Any diet will work as long as you're in a moderate calorie deficit — aka "eating fewer calories than you burn," says Laura Hamilton, MA, RD, CSP, LD, of Empower Nutrition. Some people achieve this through a vegetarian or plant-based diet; others do Mediterranean, Paleo, or keto; and some find success with weight-loss plans like Weight Watchers.
Kayley George, MS, RD, LD, owner of The Healthy Weight Loss Dietitians, agrees, saying, "It doesn't matter if you're eating a vegan diet or intermittent fasting; no diet works without a caloric deficit." You can use online calorie-deficit calculators or this calorie-deficit formula to get a rough estimate of your caloric needs.
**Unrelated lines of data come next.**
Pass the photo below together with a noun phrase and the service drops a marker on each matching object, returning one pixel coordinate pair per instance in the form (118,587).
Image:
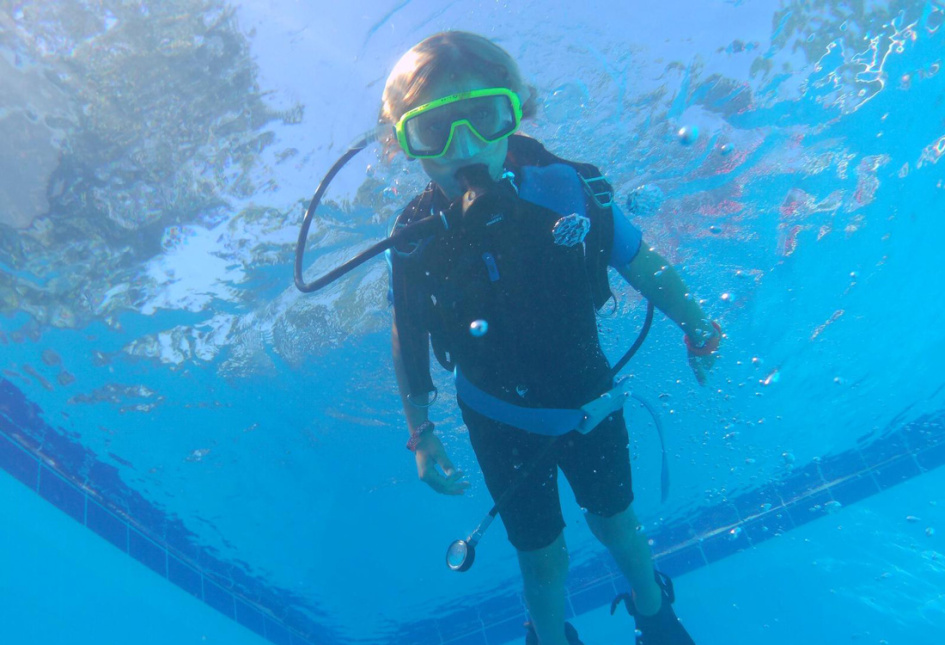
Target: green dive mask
(426,132)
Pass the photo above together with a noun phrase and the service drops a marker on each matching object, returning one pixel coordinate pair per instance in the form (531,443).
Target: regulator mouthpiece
(461,555)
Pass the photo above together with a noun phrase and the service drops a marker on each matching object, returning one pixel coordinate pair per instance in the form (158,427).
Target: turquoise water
(150,194)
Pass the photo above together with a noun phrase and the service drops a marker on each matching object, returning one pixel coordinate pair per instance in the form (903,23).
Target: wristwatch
(709,344)
(417,433)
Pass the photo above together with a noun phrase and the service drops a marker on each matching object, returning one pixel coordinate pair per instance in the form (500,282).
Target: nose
(465,144)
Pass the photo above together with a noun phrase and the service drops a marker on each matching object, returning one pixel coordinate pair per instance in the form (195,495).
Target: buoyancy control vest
(501,268)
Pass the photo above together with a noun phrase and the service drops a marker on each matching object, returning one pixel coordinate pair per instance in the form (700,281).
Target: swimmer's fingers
(430,454)
(695,364)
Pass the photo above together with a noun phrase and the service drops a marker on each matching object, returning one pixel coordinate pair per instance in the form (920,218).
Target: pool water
(168,393)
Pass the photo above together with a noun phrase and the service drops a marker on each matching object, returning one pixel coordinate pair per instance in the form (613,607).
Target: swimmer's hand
(430,454)
(702,357)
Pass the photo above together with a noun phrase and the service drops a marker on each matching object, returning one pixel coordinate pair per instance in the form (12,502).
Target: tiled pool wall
(69,476)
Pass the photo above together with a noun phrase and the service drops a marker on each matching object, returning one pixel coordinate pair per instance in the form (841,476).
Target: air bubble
(688,135)
(478,328)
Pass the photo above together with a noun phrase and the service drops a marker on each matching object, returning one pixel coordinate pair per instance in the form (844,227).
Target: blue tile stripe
(21,426)
(745,521)
(41,457)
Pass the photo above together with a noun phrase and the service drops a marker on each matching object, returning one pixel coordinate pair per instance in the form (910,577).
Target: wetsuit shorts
(597,466)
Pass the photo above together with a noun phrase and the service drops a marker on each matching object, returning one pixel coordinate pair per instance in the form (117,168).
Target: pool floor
(873,572)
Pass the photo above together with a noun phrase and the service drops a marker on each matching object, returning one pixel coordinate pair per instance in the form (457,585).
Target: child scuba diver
(509,296)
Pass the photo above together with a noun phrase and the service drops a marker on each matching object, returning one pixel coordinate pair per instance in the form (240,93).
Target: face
(466,149)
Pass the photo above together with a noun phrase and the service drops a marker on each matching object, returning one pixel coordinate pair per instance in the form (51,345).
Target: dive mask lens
(426,131)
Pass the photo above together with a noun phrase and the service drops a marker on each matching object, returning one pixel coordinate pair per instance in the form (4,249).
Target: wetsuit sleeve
(409,301)
(627,240)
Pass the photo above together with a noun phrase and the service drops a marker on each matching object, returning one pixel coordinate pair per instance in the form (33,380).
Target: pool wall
(42,544)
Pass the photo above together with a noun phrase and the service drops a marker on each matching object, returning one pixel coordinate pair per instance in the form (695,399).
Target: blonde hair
(446,56)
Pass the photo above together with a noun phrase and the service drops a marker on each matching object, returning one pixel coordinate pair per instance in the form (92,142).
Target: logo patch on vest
(571,230)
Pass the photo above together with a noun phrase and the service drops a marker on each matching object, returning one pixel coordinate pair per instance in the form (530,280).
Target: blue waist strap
(551,422)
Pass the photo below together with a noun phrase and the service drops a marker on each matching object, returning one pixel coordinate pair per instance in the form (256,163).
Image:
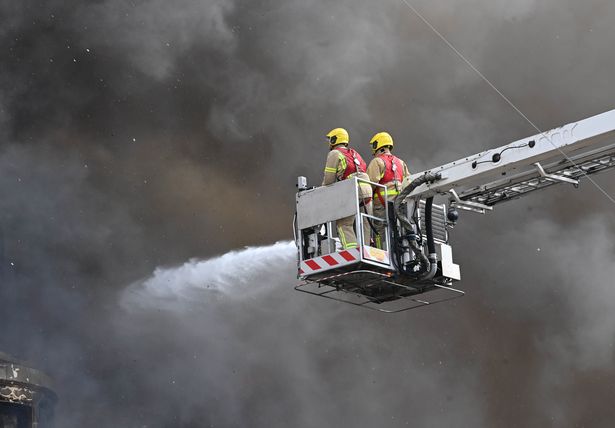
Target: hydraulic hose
(428,177)
(430,263)
(431,246)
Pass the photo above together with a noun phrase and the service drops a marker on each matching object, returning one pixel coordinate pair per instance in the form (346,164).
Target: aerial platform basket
(364,276)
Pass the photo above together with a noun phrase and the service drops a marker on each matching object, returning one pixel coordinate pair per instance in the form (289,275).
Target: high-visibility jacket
(343,163)
(389,170)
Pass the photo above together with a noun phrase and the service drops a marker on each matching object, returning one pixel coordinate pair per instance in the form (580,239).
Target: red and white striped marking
(329,261)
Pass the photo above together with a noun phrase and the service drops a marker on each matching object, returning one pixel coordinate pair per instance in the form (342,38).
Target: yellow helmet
(337,136)
(380,140)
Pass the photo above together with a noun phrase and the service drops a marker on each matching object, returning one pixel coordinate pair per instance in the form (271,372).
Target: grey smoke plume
(135,136)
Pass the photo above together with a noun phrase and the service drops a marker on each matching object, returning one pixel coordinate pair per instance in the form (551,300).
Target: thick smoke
(135,136)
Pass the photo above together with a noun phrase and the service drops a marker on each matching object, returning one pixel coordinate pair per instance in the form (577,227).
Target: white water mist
(236,274)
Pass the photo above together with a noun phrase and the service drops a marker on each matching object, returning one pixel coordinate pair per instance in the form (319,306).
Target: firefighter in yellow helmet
(386,169)
(343,163)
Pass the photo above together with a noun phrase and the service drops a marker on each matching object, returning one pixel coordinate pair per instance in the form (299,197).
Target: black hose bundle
(429,265)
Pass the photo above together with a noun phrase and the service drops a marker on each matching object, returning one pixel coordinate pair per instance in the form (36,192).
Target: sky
(142,140)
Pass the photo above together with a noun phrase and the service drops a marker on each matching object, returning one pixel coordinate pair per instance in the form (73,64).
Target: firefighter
(386,169)
(344,163)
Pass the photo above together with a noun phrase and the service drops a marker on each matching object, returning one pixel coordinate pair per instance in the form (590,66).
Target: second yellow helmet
(381,140)
(337,136)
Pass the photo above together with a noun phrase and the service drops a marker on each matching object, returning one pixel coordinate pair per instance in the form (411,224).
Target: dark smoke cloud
(140,134)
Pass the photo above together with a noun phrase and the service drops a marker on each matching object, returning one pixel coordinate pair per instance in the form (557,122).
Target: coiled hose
(429,265)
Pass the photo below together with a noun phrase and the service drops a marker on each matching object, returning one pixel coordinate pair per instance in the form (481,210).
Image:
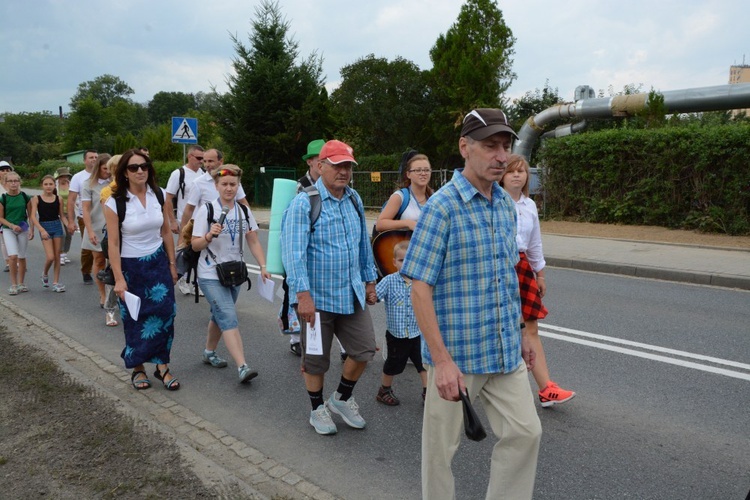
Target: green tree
(105,89)
(471,68)
(164,105)
(531,103)
(275,103)
(381,106)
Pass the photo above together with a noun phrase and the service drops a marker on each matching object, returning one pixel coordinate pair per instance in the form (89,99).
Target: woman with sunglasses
(221,243)
(143,263)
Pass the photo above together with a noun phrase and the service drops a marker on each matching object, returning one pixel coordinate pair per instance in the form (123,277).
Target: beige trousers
(510,409)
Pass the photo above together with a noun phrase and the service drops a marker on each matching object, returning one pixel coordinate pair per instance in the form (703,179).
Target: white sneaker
(184,286)
(348,410)
(321,420)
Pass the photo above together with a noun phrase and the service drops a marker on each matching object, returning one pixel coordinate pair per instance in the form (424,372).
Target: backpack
(186,259)
(405,199)
(181,186)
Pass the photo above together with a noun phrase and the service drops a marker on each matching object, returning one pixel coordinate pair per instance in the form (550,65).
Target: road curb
(221,461)
(678,276)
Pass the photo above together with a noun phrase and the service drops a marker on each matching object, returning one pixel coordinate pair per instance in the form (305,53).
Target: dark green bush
(686,177)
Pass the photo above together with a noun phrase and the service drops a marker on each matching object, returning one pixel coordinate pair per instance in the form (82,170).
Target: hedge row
(685,177)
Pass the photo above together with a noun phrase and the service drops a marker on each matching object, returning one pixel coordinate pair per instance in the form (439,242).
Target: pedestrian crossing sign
(184,130)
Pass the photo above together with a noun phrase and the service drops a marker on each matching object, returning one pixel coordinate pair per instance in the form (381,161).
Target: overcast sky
(48,47)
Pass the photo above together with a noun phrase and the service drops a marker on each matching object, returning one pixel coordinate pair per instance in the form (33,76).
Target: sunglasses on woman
(143,166)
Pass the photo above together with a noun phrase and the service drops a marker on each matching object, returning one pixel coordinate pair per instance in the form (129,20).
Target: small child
(14,216)
(47,214)
(403,338)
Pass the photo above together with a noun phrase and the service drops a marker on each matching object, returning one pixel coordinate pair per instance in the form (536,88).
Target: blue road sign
(184,130)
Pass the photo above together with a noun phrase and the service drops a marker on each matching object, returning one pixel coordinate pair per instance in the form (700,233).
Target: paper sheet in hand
(265,289)
(314,338)
(133,303)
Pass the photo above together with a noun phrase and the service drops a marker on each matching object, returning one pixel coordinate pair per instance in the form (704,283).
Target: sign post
(184,131)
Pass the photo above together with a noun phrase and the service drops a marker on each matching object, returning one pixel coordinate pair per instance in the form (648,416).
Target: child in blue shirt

If you want to get more specific, look for a place that offers RMR (resting metabolic rate) testing in your area. It usually costs around $100 to $250 and will tell your more exact caloric needs; it will also indicate what macros (fat, carbs, protein) your body metabolizes best.
If you don't want to bother with numbers and formulas, just be aware of how much you're currently eating. This is the amount needed to maintain your present weight, so if you want to lose pounds, eat about 500 calories fewer, recommends Adrienne Ngai, RD, MSc, CDE. Physical activity can also affect that number, so the more active you are, the less of a calorie deficit you'll need.